Turkey summons US ambassador over Armenian genocide recognition | DW News
Turkey has reacted angrily after US President Joe Biden formally recognized the Armenian genocide, which took place during the Ottoman era. Ankara has summoned the US ambassador over the remarks.
In his statement, Biden said he and all Americans honor the memory of all those Armenians who perished in a genocide that began exactly 106 years ago. Thousands of people in Armenia’s capital Yerevan have been commemorating the mass killings, deportations and forced marches.
Armenian officials led the nation in commemorating the horrors of the past. The procession at this hilltop memorial in the capital Yerevan, included Prime Minister Nikol Pashinyan. Members of the public too streamed in, to honor the dead.

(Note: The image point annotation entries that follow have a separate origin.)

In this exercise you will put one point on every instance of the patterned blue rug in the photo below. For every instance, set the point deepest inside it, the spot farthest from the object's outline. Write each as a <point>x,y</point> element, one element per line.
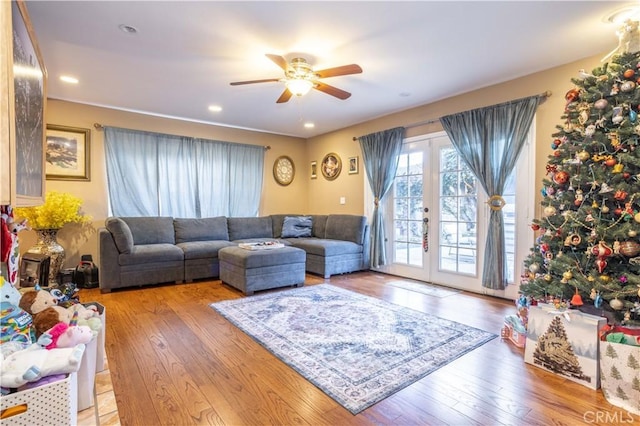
<point>357,349</point>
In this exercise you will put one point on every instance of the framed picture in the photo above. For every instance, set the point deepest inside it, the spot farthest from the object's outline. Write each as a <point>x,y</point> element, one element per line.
<point>68,153</point>
<point>29,94</point>
<point>331,166</point>
<point>353,165</point>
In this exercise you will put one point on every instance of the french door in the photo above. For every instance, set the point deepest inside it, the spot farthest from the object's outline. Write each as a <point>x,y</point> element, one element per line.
<point>436,215</point>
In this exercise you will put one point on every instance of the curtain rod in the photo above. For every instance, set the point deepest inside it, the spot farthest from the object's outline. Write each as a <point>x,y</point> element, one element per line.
<point>99,126</point>
<point>545,94</point>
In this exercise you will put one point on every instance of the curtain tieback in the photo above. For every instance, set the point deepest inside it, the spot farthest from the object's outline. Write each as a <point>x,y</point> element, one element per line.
<point>496,202</point>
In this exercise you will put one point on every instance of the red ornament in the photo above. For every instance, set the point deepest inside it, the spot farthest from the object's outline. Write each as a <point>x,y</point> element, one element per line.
<point>602,250</point>
<point>561,178</point>
<point>620,195</point>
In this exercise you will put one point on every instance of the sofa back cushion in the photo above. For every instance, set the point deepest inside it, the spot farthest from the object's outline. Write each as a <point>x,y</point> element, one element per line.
<point>151,230</point>
<point>319,225</point>
<point>241,228</point>
<point>296,226</point>
<point>204,229</point>
<point>346,227</point>
<point>121,234</point>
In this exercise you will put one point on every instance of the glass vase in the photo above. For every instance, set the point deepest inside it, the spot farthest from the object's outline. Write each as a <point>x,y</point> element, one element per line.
<point>48,244</point>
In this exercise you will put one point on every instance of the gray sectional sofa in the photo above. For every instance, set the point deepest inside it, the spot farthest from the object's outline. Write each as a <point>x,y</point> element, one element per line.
<point>137,251</point>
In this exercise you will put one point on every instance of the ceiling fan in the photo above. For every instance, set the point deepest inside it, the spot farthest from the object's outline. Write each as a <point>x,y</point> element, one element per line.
<point>299,78</point>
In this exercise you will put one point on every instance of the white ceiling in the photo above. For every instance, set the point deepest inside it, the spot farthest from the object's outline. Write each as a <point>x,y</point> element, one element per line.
<point>185,54</point>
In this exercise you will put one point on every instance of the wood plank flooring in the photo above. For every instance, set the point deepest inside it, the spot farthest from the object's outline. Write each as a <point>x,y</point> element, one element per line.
<point>175,361</point>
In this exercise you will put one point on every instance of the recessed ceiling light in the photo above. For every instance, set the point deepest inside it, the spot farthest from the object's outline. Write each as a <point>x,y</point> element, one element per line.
<point>620,15</point>
<point>69,79</point>
<point>128,29</point>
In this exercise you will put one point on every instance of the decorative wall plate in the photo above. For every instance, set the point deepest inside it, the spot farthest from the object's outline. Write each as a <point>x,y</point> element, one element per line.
<point>284,170</point>
<point>331,166</point>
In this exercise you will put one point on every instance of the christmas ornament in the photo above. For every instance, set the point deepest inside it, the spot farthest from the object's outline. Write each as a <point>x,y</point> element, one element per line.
<point>629,248</point>
<point>583,155</point>
<point>576,300</point>
<point>561,177</point>
<point>601,264</point>
<point>627,86</point>
<point>616,304</point>
<point>601,103</point>
<point>602,250</point>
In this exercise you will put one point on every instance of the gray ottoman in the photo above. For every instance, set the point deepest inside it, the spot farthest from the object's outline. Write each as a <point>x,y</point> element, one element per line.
<point>254,270</point>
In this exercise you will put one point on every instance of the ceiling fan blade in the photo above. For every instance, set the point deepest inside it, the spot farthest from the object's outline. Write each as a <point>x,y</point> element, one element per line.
<point>286,95</point>
<point>278,60</point>
<point>343,70</point>
<point>266,80</point>
<point>330,90</point>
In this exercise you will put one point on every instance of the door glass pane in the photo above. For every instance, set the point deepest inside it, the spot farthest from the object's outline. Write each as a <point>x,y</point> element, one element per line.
<point>458,215</point>
<point>407,196</point>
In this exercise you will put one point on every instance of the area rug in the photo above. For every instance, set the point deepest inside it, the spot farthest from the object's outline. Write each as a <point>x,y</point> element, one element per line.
<point>424,288</point>
<point>355,348</point>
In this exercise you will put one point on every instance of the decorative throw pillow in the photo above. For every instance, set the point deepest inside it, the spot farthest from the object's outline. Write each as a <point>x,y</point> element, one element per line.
<point>121,234</point>
<point>296,226</point>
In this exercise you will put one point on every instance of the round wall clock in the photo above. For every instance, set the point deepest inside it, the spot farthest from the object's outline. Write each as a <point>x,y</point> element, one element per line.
<point>284,170</point>
<point>331,166</point>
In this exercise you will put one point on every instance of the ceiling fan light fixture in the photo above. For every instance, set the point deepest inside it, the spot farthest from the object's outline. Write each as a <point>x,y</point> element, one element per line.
<point>299,87</point>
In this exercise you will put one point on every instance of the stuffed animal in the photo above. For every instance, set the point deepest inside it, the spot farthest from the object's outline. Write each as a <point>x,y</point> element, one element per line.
<point>67,335</point>
<point>33,363</point>
<point>8,293</point>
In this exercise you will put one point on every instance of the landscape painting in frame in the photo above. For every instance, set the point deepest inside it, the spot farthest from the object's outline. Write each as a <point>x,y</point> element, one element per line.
<point>29,78</point>
<point>67,153</point>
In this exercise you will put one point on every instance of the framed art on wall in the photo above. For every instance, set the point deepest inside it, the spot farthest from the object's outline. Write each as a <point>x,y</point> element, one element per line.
<point>29,94</point>
<point>68,153</point>
<point>331,166</point>
<point>353,165</point>
<point>314,169</point>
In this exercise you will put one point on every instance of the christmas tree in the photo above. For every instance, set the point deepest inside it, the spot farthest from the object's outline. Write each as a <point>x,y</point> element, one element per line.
<point>587,247</point>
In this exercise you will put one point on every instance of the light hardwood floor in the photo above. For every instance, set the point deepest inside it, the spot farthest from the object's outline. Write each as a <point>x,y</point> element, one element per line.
<point>175,361</point>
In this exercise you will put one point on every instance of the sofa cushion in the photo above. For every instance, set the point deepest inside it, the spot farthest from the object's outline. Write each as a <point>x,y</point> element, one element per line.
<point>346,227</point>
<point>296,226</point>
<point>276,222</point>
<point>319,225</point>
<point>203,249</point>
<point>151,230</point>
<point>326,248</point>
<point>249,227</point>
<point>151,253</point>
<point>121,234</point>
<point>205,229</point>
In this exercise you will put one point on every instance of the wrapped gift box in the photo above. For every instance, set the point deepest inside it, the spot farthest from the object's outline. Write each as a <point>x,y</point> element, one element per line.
<point>564,342</point>
<point>620,372</point>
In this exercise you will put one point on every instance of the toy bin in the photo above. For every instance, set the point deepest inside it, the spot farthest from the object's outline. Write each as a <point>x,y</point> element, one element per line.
<point>50,404</point>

And they welcome the announcement from Washington, calling those past events a genocide.
In 1915, a million Armenians were brutally murdered by Ottoman Turks. Many more were deported and sent on death marches into the Syrian desert.
Armenians have long campaigned for the crimes against their people to be recognized internationally as genocide. Turkey argues that there was no systematic attempt to wipe out Armenians, and no such order from the Ottoman authorities.
But nearly thirty countries have recognized the atrocities as genocide.
Many Armenians would consider the diplomatic spats over terminology a distraction from the memory of atrocities of more than a century ago that haunt their nation to this day.